# Forum Home Renovation Brickwork  Brickie question

## Theremin

Quick question for the brickies (or anyone else who knows) - roughly how much sand does one need per 1000 bricks?

----------


## BrisBen

Why would you want to make your own bricks ... 
you know you can buy them  
besides I think they are made out of clay   :Wink:   :Wink:   :Wink:

----------


## Wooden Luddite

You may need to be more specific with the question. Do you mean how much sand do you need to make a mortar mix to lay bricks?
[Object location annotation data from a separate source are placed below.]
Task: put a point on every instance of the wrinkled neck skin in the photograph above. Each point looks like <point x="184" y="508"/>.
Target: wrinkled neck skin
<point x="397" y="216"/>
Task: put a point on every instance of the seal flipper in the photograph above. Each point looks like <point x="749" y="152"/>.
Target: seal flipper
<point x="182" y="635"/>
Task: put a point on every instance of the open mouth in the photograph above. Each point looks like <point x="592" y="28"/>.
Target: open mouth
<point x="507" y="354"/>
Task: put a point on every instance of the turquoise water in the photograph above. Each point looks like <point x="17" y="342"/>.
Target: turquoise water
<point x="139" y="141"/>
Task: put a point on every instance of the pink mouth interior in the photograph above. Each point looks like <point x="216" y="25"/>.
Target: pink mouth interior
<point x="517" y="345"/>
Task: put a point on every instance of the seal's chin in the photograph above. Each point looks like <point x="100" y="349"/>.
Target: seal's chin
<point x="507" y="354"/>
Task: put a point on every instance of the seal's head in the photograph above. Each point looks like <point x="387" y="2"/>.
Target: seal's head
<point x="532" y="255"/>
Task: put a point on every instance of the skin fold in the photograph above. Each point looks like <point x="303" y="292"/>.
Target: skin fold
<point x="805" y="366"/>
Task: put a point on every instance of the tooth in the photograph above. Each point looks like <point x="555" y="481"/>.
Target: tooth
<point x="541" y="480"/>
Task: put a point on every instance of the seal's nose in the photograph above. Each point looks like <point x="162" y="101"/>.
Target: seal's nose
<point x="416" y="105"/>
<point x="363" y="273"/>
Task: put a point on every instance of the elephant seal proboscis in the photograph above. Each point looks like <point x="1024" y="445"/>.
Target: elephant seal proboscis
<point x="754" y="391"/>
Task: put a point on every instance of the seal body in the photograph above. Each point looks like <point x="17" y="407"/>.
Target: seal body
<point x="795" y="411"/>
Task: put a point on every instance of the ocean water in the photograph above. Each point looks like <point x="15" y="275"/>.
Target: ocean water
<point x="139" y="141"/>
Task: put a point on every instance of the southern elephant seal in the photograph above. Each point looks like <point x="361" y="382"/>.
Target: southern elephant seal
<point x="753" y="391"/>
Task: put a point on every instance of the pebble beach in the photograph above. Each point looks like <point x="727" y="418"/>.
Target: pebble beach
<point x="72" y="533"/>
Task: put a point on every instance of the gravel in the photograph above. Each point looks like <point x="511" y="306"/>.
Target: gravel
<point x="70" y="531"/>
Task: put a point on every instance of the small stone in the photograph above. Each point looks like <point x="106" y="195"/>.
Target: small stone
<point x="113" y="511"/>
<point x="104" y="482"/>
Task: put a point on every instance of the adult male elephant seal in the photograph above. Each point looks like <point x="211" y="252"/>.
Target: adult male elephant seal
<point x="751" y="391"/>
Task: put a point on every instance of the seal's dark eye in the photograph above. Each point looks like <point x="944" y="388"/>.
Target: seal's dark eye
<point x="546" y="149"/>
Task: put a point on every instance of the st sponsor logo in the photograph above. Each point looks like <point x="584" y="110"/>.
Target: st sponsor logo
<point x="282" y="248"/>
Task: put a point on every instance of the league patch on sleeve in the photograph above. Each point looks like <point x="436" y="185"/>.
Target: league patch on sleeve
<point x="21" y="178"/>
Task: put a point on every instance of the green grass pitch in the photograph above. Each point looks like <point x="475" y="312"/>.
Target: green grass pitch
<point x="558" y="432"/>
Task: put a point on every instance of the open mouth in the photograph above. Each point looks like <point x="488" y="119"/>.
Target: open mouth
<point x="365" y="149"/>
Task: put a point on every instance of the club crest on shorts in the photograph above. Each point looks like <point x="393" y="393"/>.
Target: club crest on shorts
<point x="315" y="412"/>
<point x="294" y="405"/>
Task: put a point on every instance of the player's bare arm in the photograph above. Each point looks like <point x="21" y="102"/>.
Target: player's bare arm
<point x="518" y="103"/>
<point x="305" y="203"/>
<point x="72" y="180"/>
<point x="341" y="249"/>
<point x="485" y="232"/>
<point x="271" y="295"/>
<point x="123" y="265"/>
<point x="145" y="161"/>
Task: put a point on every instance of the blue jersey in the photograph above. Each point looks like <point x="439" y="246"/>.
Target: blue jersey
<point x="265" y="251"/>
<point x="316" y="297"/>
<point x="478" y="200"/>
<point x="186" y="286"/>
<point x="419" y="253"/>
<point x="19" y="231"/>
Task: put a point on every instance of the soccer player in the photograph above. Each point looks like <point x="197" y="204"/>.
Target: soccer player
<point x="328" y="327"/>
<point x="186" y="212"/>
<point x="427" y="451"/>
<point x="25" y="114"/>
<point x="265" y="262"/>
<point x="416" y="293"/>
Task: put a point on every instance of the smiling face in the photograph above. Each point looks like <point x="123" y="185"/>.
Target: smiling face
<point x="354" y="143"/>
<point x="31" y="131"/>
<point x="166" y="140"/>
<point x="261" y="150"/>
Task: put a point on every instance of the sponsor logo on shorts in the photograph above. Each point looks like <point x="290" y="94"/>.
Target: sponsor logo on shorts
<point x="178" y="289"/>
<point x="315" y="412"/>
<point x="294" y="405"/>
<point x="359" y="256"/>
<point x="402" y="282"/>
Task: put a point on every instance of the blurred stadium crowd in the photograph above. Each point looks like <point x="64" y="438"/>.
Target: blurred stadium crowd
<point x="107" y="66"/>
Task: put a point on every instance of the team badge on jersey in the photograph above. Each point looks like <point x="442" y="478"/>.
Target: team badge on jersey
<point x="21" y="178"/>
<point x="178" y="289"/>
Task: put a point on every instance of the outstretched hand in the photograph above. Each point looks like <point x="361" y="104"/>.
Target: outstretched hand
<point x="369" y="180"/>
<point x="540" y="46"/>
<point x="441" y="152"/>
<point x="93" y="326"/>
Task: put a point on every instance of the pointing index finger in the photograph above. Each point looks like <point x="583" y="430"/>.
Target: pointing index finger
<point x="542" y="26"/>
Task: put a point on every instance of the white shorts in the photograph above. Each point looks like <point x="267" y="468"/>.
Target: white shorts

If so, 6 sand to 1 cement is usually fine, plus 1 part lime if it is not brickies sand (brickies sand has some clay in it which makes the mortar more plastic / fatty and easier to use)....if you need more information suggest you contact Oz Winner, he is a brickie.
Anthony

----------


## Theremin

The question is: Approximately how much sand (in cubic metres, preferably), does it take to make sufficient mortar to lay 1,000 standard size bricks using 10mm mortar gaps, and assuming a 6:1:1 ratio?

----------


## craigb

Al knows.  
BTW, shouldn't all your posts be accompanied by an other worldly Wooh wooh sound :confused:  :Wink:

----------


## Bodgy

> Al knows.  
> BTW, shouldn't all your posts be accompanied by an other worldly Wooh wooh sound :confused:

  It was Hanibal Lecter's favourite instrument.

----------


## arose62

I wonder if you also need to specify whether you are laying a full bed of mortar, or (as I noted on a house near us) just putting a thin 'worm' of mortar on each edge of the brick. :eek:  
This looked like a dodgy way to save a coupla bucks on materials, and I'd need an engineer or architect to convince me it was the right way. 
Semi-seriously, I wonder if the different raking options make a significant difference? 
Cheers,
Andrew

----------


## bitingmidge

Andrew, 
A full bed and perpend is what's called for!! 
I subscribe to a theory that mortar is there to hold the bricks apart, not stick them together, and that calls for a bed that will support the full weight of the rest of the wall. :Wink:   
Cheers, 
P

----------


## Tools

One metre will do it. 
Tools

----------


## Theremin

Thanks Tools.  That's what I wanted to hear. 
Yes, it's the only musical instrument that is played without touching it.  Was used in a few sci-fi movies mostly.

----------


## ozwinner

> I subscribe to a theory that mortar is there to hold the bricks apart,

  Ahha, 
Another who thinks outside the square....:eek:  
Al  :Smilie:   
PS 1M3 per 1000 bricks is the going rate.

----------